I am not somebody who identifies with any particular religion – I find many of them intriguing, thought-provoking, and I can identify with aspects of various creeds and beliefs. Driving home from soccer recently, I found myself listening to “Hello” by Adele on the radio (as many of us probably have). As I listened to the lyrics, I was surprised by the direction my thoughts went – not to some fabricated significant other, whose breakup I was pretending to painfully relive, but to the God many of my peers and relatives worship. I can’t say what brought this on, although I did recently finish reading a very well-written novel on a deeply Christian southern community, and perhaps this stirred my subconscious mind into what it did next:

It was both fascinating and surprising to imagine Adele’s singing as a one-sided conversation in which she addresses God in a casual – yet somehow heartfelt – prayer:

“Hello, it’s me
I was wondering if after all these years you’d like to meet
To go over everything
They say that time’s supposed to heal you
But I ain’t done much healing”

Is she regretting a sin? Is she seeking repentance, or forgiveness?

“There’s such a difference between us
And a million miles

Hello from the other side
I must’ve called a thousand times
To tell you I’m sorry
For everything that I’ve done
But when I call you never
Seem to be home”

This was perhaps the moment that I got a bit over-excited as my nerdy, literary-analyst-self began to truly notice the astonishing similarities between Adele’s song and the conversation with God that could easily exist in anyone’s head (my English teachers last year may have done a little too well in encouraging us to analyze the rhetoric and symbolism in our daily lives…).

The “million miles” could easily be referring to the vast distance between a person’s location on Earth and God’s in the sky, or in heaven. As the narrator struggles to connect with God, as many of those who go through tough times do, she admits that her faith is difficult to maintain because she never gets an answer – “you never seem to be home.”

“Hello from the outside
At least I can say that I’ve tried
To tell you I’m sorry”

Here, it’s almost as if the speaker has given up on God, and that she’s done her moral duty by apologizing for a sin, and now it’s up to him to forgive her – and whether he does or not won’t make a difference to her.

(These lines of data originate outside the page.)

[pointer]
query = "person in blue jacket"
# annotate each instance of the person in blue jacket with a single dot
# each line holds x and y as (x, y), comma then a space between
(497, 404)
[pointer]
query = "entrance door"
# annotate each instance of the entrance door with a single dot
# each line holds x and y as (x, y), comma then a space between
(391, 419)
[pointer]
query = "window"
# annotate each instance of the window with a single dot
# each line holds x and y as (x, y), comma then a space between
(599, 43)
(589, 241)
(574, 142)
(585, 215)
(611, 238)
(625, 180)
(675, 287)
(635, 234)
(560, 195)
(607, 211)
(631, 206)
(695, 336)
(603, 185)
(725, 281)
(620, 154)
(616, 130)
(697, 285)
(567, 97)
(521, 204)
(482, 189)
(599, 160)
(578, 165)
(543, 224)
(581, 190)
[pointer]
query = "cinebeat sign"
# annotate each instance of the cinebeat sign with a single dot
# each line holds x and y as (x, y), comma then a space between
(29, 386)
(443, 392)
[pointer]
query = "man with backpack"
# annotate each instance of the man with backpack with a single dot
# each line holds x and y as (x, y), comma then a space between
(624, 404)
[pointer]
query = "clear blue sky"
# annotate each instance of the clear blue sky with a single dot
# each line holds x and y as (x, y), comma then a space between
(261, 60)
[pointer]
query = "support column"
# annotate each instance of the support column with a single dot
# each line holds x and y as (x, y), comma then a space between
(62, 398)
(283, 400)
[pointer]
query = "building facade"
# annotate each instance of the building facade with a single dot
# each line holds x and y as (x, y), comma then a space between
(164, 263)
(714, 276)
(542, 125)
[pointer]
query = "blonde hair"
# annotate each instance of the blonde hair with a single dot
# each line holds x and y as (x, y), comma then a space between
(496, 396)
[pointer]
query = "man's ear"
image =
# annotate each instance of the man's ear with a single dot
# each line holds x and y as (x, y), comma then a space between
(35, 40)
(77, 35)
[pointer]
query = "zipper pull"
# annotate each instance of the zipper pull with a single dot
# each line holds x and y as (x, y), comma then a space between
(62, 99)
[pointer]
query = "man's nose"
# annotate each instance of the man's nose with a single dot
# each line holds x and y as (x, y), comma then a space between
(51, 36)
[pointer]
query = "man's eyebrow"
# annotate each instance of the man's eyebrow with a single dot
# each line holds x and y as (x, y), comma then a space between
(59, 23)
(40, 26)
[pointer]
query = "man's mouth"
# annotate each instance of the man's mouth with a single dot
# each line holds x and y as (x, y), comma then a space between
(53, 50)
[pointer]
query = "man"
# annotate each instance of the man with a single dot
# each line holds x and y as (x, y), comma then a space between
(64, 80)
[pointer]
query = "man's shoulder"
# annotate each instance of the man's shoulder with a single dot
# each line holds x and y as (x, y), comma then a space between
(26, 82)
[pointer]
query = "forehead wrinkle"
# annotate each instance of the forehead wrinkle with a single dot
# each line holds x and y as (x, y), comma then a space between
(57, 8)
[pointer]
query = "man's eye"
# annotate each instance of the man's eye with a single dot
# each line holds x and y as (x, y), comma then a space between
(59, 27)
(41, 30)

While Adele clearly didn’t mean for her song to be interpreted this way, it’s still thought-provoking to do so, and makes me wonder what other religions and ideas can be projected into well-known songs. Obviously, this can’t be done for many – if not most – popular songs these days (“Gas Pedal”, anyone?), but what about “One Call Away”? Could you imagine a middle-aged mother trying to send a message to her bitter, increasingly independent daughter that she still loves her and is there to support her? Or, how about “Stressed Out”? While the artists meant it to be a discussion of adult life, it can easily be applied to high school (junior year…).